If you’re an associate working in a dental practice and branching into facial aesthetics, you may be wondering: What’s the fairest financial arrangement when offering treatments like Botox and dermal fillers? You’re not alone—this is one of the most common questions among newly trained practitioners, especially those looking to integrate aesthetics into their existing clinical setup.
Many associates operate under a 50/50 model for general dentistry. But does that apply to facial aesthetics too? Let’s explore the most common and sustainable options.
Understanding Your Value
Before diving into numbers, consider what you bring to the table:
You’ve paid for multiple training courses.
- You’ve purchased equipment like microneedling devices and skincare products.
- You’ve invested in marketing materials (e.g., posters, brochures).
- You’re planning to run clinics during evenings and weekends—often without a nurse.
You’re not just providing a treatment—you’re building a mini-business within a business.
Therefore, your financial arrangement should reflect this investment and entrepreneurial initiative.
3 Common Financial Models for Associates
Option 1: The 50/50 Split (Similar to Dentistry)
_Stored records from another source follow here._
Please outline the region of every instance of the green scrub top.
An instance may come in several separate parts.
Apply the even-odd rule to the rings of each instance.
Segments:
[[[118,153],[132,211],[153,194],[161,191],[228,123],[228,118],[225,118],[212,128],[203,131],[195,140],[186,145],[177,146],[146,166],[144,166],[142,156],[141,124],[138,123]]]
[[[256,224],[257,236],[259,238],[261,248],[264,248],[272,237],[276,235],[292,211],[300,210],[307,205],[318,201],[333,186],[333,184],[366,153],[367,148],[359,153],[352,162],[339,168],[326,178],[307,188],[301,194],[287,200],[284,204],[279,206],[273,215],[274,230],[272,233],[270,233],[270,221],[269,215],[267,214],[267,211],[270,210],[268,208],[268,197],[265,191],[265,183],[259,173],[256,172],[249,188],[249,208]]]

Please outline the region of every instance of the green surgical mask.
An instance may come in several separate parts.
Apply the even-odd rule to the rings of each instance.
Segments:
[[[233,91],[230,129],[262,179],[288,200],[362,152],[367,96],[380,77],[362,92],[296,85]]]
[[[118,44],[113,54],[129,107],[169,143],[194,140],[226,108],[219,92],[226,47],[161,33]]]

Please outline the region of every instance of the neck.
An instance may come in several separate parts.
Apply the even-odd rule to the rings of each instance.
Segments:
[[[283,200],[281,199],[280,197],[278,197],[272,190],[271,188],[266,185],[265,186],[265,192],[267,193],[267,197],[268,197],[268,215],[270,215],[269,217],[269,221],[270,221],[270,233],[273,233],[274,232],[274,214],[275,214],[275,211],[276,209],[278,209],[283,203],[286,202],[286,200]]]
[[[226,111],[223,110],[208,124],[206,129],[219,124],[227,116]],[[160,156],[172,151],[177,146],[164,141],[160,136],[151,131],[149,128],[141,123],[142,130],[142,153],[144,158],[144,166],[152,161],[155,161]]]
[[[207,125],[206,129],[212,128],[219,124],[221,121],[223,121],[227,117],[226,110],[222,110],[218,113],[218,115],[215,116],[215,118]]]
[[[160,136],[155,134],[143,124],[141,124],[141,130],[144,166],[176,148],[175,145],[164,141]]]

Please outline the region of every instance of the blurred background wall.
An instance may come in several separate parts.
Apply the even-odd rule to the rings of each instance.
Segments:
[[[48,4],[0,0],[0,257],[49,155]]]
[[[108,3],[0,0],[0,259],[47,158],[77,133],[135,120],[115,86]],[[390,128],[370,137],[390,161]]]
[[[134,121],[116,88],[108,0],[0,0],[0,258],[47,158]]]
This is the default model in many practices where associates offer private or cosmetic dental work. Under this model:
- You perform the facial aesthetics treatments.
- The practice provides the room, CQC compliance, admin/reception, and utilities.
- Treatment revenue is split 50/50.
- Any material costs (toxin, filler, consumables) are usually treated like a “lab bill” and deducted before the split.
Pros:
- Straightforward and familiar.
- No upfront costs for room hire.
- The practice has some incentive to help promote you.
Cons:
- You take on all the risk (training, stock, marketing), but only get half the reward.
- Doesn’t account for the fact that you’re sourcing your own patients and managing branding.
Who this suits:
Those just starting out and using the practice’s footfall, systems, and support—but less suited if you’re aiming to grow your own brand within the business.
Option 2: Fixed Room Hire / Rent Model
Instead of splitting fees, you pay the practice a flat fee (e.g., per session or per day) to use their facilities, and keep 100% of your income.
Example:
- You pay £150 for a Saturday clinic.
- You generate £1,200 in treatment fees.
- You keep the full amount (minus materials).
Pros:
- Maximum profit potential.
- Encourages business-minded growth and autonomy.
- Clear, predictable costs.
Cons:
- You carry all the risk—if patients cancel, you still pay rent.
- May not include admin/reception support.
Who this suits:
Established practitioners with a patient base or strong marketing plan. This works well if you want full control over branding and operations.
Option 3: Percentage Retained by Practice (Fair Hybrid Model)
In this increasingly popular model, the associate:
- Provides all their own products (Botox, filler, consumables).
- Pays no fixed rent.
- Instead, the practice retains 20–25% of the treatment fee for use of the room, admin, reception support, and utilities.
This model acknowledges that you are doing the heavy lifting in terms of investment and patient acquisition, while the practice still benefits for hosting the service.
Pros:
- Considered very fair, especially for associates offering aesthetics part-time.
- Aligns with industry benchmarks for facility-based revenue sharing.
- More profit for you compared to a 50/50 model.
Cons:
- You’ll need to manage your own product sourcing, stock control, and clinical photography.
- Ensure clarity on what the 20–25% includes—does it cover admin? Reception? Utilities?
Who this suits:
Motivated associates aiming to grow their aesthetics brand within the practice, with an interest in long-term growth and control.
A Word on CQC/GDC Restrictions
You mentioned a skin therapist supporting you with non-injectable treatments. While collaboration can help you scale your offerings, Option 4—profit-sharing with non-clinicians—is generally not advisable within a CQC-registered practice.
The General Dental Council and CQC both caution against delegating or profit-sharing clinical responsibility to non-regulated team members. Always ensure any assistants are appropriately insured and that clinical roles remain under your supervision.
Choosing What’s Right for You
If you’re:
- Already investing in branding, equipment, and training
- Sourcing your own patients
- Managing your own diary and materials…
Then Option 3 (20–25% retained by the practice) is arguably the most balanced and sustainable model. It allows you to grow your business without handing over more than is necessary.
But if you’re just starting out and want to reduce risk, Option 1 (50/50 split) might be suitable temporarily. As you grow, consider transitioning to Option 2 or 3.
Bonus Tip: Prepare a Simple Proposal
When approaching your principal, frame your conversation professionally:
- Outline your current and future investment.
- Show how aesthetics benefits the practice (new patients, increased income, improved patient loyalty).
- Propose your preferred model, backed by logic—not emotion.